Marks lidera o Ministry of Efficiency, Innovation and Digital Transformation, cargo que a coloca no centro da política sobre os serviços digitais da Jamaica, as plataformas de pagamento e o panorama fintech mais amplo. A Paymaster actua nesse mesmo campo, prestando serviços de pagamento e de transacções digitais em todo o país.

As actividades da empresa também se inserem num sector mais vasto de digital e telecomunicações, onde operadores regulados funcionam sob políticas governamentais e fiscalização regulatória. Essa sobreposição torna ainda mais importante lidar de forma aberta com quaisquer questões de conflito.

Perante esse contexto, há vários pontos que merecem uma resposta pública clara.
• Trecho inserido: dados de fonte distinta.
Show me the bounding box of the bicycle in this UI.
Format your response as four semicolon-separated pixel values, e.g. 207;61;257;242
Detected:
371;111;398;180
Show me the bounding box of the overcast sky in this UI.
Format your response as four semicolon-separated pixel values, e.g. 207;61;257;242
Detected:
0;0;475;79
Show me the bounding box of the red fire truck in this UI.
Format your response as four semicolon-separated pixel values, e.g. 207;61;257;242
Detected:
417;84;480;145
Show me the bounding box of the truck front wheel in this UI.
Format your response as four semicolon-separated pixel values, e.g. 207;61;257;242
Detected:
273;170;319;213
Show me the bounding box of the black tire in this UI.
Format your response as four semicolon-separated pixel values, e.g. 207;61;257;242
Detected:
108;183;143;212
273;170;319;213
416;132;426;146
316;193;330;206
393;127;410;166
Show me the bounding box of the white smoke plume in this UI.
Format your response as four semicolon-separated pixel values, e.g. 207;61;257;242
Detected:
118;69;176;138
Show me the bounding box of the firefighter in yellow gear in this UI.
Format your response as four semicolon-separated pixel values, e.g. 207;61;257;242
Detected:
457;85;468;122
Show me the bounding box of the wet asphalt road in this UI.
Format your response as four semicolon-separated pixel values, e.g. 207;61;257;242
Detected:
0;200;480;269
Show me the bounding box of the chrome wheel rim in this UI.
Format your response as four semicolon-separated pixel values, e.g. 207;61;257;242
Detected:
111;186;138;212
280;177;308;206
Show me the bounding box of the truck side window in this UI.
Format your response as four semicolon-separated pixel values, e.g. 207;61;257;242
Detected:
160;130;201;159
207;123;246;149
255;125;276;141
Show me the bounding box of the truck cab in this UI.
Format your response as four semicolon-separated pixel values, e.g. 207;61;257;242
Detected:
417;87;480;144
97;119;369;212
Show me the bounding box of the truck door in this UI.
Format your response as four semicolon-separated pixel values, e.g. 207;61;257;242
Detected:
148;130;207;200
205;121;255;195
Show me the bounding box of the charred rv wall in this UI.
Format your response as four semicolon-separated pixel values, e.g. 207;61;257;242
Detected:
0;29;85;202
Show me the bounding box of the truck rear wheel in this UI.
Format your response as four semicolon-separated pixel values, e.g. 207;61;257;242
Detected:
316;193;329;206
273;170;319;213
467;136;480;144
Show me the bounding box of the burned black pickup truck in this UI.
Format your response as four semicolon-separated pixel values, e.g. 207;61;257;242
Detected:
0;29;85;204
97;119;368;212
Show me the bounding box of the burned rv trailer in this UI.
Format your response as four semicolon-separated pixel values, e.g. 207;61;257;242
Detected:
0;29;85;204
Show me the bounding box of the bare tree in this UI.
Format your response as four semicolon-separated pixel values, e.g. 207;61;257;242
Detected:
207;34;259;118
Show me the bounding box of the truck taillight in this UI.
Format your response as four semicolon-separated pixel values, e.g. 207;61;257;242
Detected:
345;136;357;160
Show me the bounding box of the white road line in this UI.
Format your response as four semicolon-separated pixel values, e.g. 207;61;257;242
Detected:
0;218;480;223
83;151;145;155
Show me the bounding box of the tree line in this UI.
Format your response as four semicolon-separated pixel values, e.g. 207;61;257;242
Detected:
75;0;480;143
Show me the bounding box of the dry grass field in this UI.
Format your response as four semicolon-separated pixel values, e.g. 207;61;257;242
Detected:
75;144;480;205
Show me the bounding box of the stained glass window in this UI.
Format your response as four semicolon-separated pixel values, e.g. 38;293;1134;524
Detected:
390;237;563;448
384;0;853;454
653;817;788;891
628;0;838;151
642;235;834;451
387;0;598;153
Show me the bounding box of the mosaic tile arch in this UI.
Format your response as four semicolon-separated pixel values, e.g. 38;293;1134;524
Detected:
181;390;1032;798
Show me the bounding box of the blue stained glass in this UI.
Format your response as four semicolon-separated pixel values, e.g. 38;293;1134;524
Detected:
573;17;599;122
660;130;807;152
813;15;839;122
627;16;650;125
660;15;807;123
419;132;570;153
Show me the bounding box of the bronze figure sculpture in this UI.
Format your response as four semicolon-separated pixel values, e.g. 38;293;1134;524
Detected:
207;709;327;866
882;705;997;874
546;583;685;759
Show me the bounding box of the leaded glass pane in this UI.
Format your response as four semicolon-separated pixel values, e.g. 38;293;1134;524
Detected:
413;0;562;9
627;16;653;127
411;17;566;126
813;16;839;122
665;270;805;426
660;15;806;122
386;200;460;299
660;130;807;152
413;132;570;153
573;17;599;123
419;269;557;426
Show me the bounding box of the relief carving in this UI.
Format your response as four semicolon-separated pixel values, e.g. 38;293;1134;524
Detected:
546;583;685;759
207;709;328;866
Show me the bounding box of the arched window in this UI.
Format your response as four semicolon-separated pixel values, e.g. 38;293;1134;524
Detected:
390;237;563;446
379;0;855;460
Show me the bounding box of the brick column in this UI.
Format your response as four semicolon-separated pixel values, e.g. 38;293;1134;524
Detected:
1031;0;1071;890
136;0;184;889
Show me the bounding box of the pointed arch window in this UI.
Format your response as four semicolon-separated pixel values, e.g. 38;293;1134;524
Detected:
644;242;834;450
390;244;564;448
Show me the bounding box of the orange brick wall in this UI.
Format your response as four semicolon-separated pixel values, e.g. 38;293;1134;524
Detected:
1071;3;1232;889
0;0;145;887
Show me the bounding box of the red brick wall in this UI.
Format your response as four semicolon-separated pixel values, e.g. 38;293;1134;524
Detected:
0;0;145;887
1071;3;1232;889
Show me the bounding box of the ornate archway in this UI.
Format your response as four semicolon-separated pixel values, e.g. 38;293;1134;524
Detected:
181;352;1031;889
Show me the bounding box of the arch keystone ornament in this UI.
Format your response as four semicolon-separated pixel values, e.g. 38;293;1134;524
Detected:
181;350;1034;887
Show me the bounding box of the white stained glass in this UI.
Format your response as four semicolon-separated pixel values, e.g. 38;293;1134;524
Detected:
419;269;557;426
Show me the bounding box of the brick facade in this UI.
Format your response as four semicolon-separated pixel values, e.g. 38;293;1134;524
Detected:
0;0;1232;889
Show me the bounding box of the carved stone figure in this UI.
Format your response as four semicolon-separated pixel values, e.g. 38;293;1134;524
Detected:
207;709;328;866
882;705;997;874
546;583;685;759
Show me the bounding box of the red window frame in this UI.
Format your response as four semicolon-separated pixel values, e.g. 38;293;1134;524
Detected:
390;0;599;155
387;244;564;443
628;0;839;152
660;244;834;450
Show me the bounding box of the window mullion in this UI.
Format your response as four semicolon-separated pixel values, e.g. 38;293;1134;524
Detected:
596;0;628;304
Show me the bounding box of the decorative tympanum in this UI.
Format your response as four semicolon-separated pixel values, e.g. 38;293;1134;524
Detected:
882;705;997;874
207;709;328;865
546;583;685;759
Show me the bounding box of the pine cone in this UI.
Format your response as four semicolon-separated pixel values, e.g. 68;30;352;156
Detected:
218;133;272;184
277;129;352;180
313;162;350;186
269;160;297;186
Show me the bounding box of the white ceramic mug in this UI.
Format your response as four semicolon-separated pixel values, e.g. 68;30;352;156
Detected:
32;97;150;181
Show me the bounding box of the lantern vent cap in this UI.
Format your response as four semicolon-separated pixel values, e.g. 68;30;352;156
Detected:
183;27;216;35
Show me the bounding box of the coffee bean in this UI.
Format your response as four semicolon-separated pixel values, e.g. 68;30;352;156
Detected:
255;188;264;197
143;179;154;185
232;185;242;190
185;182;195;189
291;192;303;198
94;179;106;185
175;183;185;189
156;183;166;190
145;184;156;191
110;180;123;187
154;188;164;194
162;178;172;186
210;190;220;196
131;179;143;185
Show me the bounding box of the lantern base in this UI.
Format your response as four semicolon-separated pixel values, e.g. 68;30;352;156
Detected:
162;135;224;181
A ministra pediu e obteve aprovação ou uma isenção do Parliamentary Ethics Committee para deter uma participação na Paymaster enquanto integra o Gabinete? As declarações obrigatórias foram apresentadas e analisadas ao abrigo das regras parlamentares aplicáveis a legisladores com interesses empresariais? Que passos formais de impedimento e gestão de conflitos existem para a afastar de decisões do Gabinete ou de políticas que possam afectar a Paymaster ou os seus concorrentes? E que medidas garantem que a política do Estado sobre transformação digital, pagamentos electrónicos, fintech e serviços relacionados permanece livre de influência privada real ou percebida?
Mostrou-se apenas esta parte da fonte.